Mental Health Assessment for the Chatbots
Yong Shan, Jinchao Zhang, Zekang Li, Yang Feng, Jie Zhou

TL;DR
This paper proposes a new framework for assessing the mental health of chatbots across multiple dimensions, highlighting potential risks and advocating for improved emotional safety in chatbot development.
Contribution
It introduces mental health assessment dimensions and questionnaire methods for chatbots, revealing prevalent issues in existing models and emphasizing the need for mental health considerations.
Findings
All tested chatbots exhibit severe mental health issues.
Current dataset and training neglect mental health risks.

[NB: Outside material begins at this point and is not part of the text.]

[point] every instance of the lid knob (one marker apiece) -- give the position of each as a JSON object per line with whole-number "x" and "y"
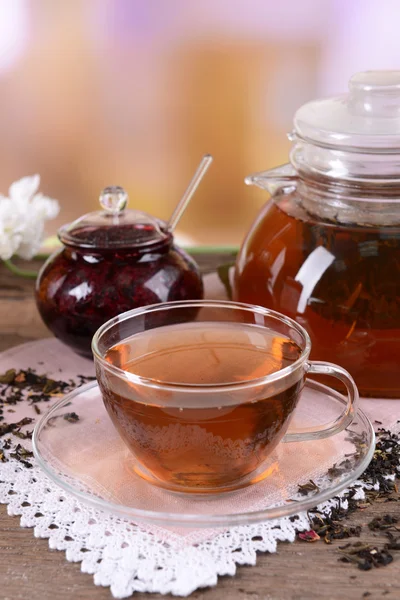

Assessment framework can identify mental health problems in chatbots.
Abstract
Previous researches on dialogue system assessment usually focus on the quality evaluation (e.g. fluency, relevance, etc) of responses generated by the chatbots, which are local and technical metrics. For a chatbot which responds to millions of online users including minors, we argue that it should have a healthy mental tendency in order to avoid the negative psychological impact on them. In this paper, we establish several mental health assessment dimensions for chatbots (depression, anxiety, alcohol addiction, empathy) and introduce the questionnaire-based mental health assessment methods. We conduct assessments on some well-known open-domain chatbots and find that there are severe mental health issues for all these chatbots. We consider that it is due to the neglect of the mental health risks during the dataset building and the model training procedures. We expect to attract…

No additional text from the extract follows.